"just" is always a weird modifier in these kinds of conversations. Most things can be reduced to "just" some basic operation(s). What is amazing is the complexity that emerges from those simple operations at scale.
Granted that emergent behaviors are important. The reason for injecting "just" is to counter the AI hype. Imagine if the headline read "With a nudge from linear algebra, ketamine emerges as a potential rare disease treatment". Dropping the word AI in there, in addition to boosting the articles SEO, will suggest to those with a casual interest that his must be a big deal, because "I've heard so much about how AI is solving <insert big problem here>"
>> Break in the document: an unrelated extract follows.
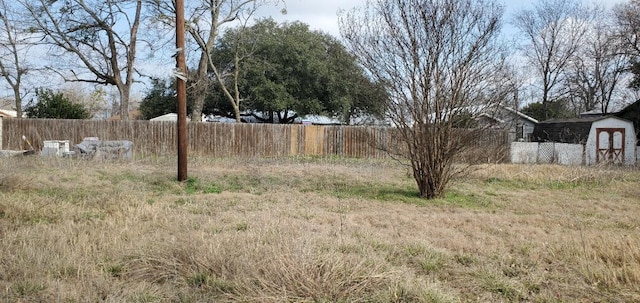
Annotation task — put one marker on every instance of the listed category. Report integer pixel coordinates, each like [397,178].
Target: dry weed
[314,230]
Well, if you dive into data science and ML, you'll see it is much more than just a bit of linear algebra. Some topics (and as a data engineer, I am not an expert):
- Distributed computing
- Feature selection
- Budgeting / accounting of experimental design (these TPU clusters are not cheap)
- ML architecture
- Involvement of domain experts (multidisciplinary teams)
- Storage
The whole list is much longer, but just some topics to think about. For me the term "AI", although overly broad, come to mean the engineering and organisation needed to pull these kind of projects.
The sense I intended was that it may indeed be an easy fix, but second- third- etc- order effects may actually make us all worse off in ways we never considered.